Moleskine Notebooks are oilcloth-covered1 notebooks, manufactured by Modo and Modo of Italy, based on a design by a small stationer in Tours, France. The standard Moleskine Notebook measures 9 x 14cm and features the following: lightweight, acid-free paper, a foldable pocket in the back cover, a cloth ribbon attached to the spine to serve as a bookmark, and a woven elastic band attached to the back to keep the book closed when not in use. The name (officially pronounced mol-a-skeen-a, although it can vary) comes from the French spelling of 'moleskin', which the oilcloth covering resembles, and is a trademark of Modo and Modo.
This small, pocket-sized notebook has picked up a remarkable following among professional and aspiring writers, artists, designers and diarists. This is in part due to a marketing campaign by Modo and Modo to claim that the moleskine's design was used by many famous writers and artists of the 19th and 20th Centuries. Such a pedigree might not be enough, for the casual consumer, to justify the notebook's premium retail price (approximately US$10-12). Contemporary fans of the Moleskine, however, also cite its slim size and design features as useful for writing 'on the go', especially for travel purposes.
The Myths of Modo and Modo's Moleskine 'Users'
Much of the Moleskine mystique may be attributed to Modo and Modo's marketing campaign, which cites a literary and artistic pedigree that seems quite fantastic. According to the pamphlet included in each Moleskine notebook, many famous writers and artists have used moleskine-style notebooks. The consumer should bear in mind that Modo and Modo's claims are based on the Moleskine's original design, and not the Modo and Modo product.
Included in the list of 'users' are the following:
Bruce Chatwin (1940-1989) - He described his notebooks in detail in his book The Songlines (and is responsible for naming them 'les carnets moleskines').
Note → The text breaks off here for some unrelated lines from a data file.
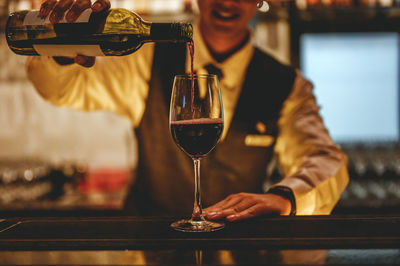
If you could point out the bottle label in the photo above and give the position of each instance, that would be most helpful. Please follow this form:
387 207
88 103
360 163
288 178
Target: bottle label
33 18
68 50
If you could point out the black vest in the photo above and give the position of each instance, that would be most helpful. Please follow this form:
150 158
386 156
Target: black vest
165 177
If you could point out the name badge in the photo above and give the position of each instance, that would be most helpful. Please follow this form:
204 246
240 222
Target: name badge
259 140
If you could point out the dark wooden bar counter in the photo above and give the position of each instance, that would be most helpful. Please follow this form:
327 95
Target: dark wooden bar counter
256 241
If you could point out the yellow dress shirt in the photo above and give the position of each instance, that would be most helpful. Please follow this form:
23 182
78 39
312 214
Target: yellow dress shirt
314 168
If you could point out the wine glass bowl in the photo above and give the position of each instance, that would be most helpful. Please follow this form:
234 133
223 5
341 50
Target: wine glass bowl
196 125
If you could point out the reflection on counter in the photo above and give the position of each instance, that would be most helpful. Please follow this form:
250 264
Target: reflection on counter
204 257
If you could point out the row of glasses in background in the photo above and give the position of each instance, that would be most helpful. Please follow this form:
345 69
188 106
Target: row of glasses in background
374 176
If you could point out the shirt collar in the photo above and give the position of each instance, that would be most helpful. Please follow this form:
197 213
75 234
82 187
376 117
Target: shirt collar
233 68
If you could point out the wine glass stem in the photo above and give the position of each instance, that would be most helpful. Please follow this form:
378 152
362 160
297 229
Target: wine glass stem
197 210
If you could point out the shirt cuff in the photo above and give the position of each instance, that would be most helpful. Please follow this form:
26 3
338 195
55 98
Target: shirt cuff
286 193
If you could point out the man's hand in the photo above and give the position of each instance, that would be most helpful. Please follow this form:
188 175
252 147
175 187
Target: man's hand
72 9
248 205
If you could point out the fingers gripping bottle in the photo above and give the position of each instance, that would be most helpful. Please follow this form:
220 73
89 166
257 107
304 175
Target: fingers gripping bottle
114 32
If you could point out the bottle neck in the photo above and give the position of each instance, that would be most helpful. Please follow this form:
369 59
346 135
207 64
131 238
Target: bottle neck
179 32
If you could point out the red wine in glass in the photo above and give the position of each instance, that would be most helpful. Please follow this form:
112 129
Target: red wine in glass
196 125
197 137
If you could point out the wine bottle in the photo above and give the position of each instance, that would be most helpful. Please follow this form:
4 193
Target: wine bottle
114 32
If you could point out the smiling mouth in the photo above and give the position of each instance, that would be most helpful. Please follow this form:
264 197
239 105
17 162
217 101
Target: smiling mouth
223 15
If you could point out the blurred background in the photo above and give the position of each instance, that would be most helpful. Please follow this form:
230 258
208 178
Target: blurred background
56 158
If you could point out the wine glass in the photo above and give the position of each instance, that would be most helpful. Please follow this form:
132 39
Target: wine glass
196 124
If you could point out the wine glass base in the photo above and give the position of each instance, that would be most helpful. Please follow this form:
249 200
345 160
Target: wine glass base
190 225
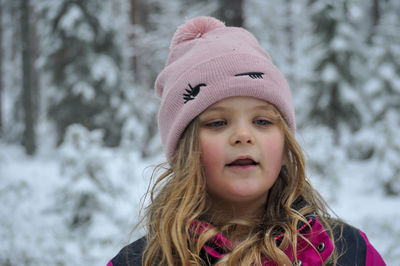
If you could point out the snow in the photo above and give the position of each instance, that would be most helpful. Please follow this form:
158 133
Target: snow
29 185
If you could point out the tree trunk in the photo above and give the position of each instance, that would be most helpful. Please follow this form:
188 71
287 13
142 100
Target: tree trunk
231 12
375 17
28 140
133 19
1 71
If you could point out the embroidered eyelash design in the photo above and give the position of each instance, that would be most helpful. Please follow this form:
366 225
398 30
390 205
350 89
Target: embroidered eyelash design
192 92
253 75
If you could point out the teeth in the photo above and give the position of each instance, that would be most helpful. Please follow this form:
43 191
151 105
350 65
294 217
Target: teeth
243 162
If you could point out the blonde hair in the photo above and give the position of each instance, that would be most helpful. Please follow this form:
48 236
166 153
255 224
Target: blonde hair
179 197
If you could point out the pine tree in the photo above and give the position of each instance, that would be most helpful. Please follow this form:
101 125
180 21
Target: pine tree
335 88
378 140
83 60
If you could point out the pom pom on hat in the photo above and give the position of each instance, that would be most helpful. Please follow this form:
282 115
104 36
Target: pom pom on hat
194 28
209 62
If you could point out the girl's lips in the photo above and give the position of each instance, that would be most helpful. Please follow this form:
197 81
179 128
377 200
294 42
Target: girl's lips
242 167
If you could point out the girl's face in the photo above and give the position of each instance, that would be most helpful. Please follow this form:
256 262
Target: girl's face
241 150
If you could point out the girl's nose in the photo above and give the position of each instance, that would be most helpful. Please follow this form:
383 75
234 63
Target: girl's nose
242 135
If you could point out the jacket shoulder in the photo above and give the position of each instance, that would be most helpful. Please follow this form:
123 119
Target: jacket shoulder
130 255
353 247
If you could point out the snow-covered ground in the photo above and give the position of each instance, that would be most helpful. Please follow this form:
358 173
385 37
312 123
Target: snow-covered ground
31 231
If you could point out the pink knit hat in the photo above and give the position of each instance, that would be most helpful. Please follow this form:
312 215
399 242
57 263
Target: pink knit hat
209 62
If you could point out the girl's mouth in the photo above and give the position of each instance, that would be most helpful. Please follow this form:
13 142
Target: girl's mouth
242 164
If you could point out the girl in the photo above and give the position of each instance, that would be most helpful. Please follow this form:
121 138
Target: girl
234 191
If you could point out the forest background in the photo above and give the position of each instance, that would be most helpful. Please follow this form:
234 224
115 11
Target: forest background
78 114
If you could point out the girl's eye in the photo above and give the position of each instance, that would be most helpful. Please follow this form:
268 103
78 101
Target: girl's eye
216 124
262 122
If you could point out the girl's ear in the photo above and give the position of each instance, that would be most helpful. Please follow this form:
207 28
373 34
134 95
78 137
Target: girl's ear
285 157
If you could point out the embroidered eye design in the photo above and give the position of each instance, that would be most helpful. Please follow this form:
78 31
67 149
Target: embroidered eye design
192 92
253 75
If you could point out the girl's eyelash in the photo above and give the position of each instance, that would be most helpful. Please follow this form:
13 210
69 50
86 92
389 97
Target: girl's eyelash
262 122
216 123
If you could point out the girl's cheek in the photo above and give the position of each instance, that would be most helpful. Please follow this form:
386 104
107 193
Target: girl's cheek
211 150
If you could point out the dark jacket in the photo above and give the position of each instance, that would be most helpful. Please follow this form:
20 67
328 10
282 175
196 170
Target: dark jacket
353 248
He purchased his notebooks from a stationery store in Paris, who was supplied by a stationer in Tours, France, until the stationer closed down in 1986 due to the death of its owner. Chatwin's notebooks are the basis for the Modo and Modo product; the company's website quotes extensively from The Songlines.
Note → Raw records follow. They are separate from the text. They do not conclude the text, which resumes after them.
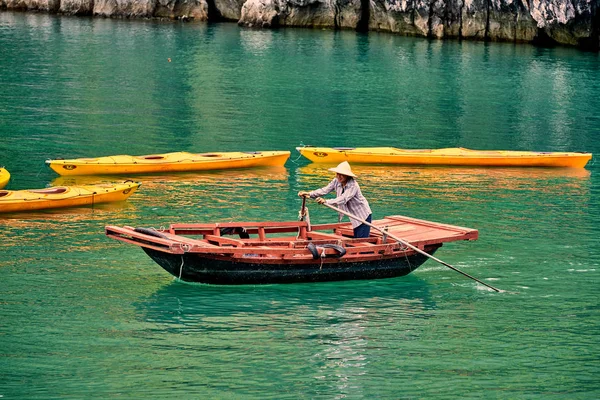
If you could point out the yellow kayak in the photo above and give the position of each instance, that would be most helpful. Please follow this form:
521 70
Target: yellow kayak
450 156
4 177
64 196
168 162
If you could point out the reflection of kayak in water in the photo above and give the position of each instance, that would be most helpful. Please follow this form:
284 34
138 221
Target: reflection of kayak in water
168 162
449 156
282 252
64 196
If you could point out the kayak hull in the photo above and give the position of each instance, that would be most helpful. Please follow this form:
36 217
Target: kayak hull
449 156
168 162
4 178
64 196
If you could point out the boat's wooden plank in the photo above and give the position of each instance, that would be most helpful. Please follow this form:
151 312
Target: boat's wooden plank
189 241
428 223
221 240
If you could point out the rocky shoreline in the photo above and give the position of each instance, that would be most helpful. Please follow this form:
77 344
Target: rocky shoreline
542 22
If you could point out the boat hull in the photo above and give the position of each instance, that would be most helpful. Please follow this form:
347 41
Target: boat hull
201 269
168 162
64 196
450 156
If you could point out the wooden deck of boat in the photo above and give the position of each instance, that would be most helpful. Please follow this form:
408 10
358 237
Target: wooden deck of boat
206 238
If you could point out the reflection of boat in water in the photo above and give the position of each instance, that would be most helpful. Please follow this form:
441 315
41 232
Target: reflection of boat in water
291 251
167 162
449 156
64 196
393 300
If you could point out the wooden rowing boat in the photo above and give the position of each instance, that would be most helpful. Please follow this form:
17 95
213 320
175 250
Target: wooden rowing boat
64 196
4 177
167 162
449 156
287 252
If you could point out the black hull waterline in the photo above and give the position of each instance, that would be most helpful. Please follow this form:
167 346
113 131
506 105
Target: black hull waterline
191 267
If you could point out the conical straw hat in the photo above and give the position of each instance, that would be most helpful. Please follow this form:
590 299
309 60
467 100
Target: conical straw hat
344 169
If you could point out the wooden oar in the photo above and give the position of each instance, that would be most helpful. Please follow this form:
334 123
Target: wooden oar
409 245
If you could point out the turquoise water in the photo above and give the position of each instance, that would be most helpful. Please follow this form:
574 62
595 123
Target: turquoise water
82 316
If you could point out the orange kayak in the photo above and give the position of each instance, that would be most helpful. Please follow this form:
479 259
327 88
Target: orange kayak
449 156
64 196
168 162
4 177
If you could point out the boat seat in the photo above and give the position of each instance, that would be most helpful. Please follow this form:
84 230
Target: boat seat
220 240
321 235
Luis Sepúlveda (1949- ) - The other author quoted on Modo and Modo's website, Sepúlveda describes the occasion when Chatwin gave him a moleskine notebook in his book Full Circle (1996). Interestingly enough, he describes the notebook itself as 'the kind preferred by writers such as Céline and Hemingway'. It's not clear if Chatwin told him this, or if he is quoting from Modo and Modo's later marketing hype.
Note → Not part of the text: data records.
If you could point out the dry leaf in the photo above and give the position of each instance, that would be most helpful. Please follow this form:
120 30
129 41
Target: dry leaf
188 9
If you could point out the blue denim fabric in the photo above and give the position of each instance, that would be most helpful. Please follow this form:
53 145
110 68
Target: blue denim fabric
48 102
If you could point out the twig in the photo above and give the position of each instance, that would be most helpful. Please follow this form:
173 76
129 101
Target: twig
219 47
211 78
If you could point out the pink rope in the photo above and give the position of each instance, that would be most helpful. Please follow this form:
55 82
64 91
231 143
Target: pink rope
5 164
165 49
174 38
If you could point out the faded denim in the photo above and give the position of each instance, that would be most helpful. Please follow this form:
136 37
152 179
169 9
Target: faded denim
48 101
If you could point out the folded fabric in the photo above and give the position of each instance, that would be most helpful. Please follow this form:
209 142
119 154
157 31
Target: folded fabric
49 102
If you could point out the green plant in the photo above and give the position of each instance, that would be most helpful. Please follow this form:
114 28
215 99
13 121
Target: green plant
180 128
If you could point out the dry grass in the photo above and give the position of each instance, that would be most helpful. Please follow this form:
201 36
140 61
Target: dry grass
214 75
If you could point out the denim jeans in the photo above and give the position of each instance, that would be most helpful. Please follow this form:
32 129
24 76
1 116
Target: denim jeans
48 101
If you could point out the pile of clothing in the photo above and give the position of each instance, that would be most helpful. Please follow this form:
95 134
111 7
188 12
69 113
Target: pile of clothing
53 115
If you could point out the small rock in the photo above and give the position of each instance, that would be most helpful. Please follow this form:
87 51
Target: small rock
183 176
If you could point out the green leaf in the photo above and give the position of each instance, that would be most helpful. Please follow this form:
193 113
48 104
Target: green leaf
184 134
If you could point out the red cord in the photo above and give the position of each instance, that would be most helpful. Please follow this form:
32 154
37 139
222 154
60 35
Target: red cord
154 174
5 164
Louis-Ferdinand Céline (1894-1961) - Famous for the book Journey to the End of Night (1932). It would seem that unless Sepúlveda was quoting from Modo and Modo's marketing hype, his quotation above is the only documented basis for Modo and Modo's claim.
Ernest Hemingway (1899-1961) - In the opening essay of his memoir A Moveable Feast (1964 posthumous publication), Hemingway describes working on a short story in a Paris café. He writes the story in a notebook which fits in the inside pocket of his coat. It's not clear if the notebook was a moleskine design, since Hemingway doesn't give a detailed description, but his essay 'A Good Café on the Place Saint-Michel', is the basis for Modo and Modo's claim.
Vincent Van Gogh (1853-1890) - Seven pocket sketchbooks are kept at the Van Gogh Museum in Amsterdam; a picture of one of these books appears on the Moleskine website. Since the book pictured has a cloth band attached as well as a hidden pocket that can barely be seen in the back cover, it could be said to be a 'moleskine' design; but it's not clear if the book was manufactured by the same stationer who made Chatwin's notebooks, or if the book was made by another stationer.
Modo and Modo have also tried to show the Moleskine's appearance in TV and films, which has led to one of their most ludicrous claims: that the 'Grail Diary' of Indiana Jones and the Last Crusade was a Moleskine. The only basis for this claim is the use of a cloth elastic to hold the Grail Diary closed; in actuality the Diary was a custom-made prop.
Tips for Using the Moleskine Notebook
Although the book will fit in a back trouser pocket, if you're going to carry it on your person, it's less damaging to the book to put it in your jacket pocket. (Although the book is light, placing it in a shirt pocket is not recommended.)
Always use the elastic to keep the pages closed. The pages may be acid-free, but they are not waterproof. Keeping the book closed tightly with the elastic will limit any rain damage to the page edges.
If you're using the notebook as a creative writing aid, Bruce Chatwin recommended numbering each page for use as a reference guide.
Chatwin also suggested placing your mailing address in the inside cover, along with notice of a reward for recovery in the event the book gets lost. (The Modo and Modo version provides a space in the inside front cover for this information.)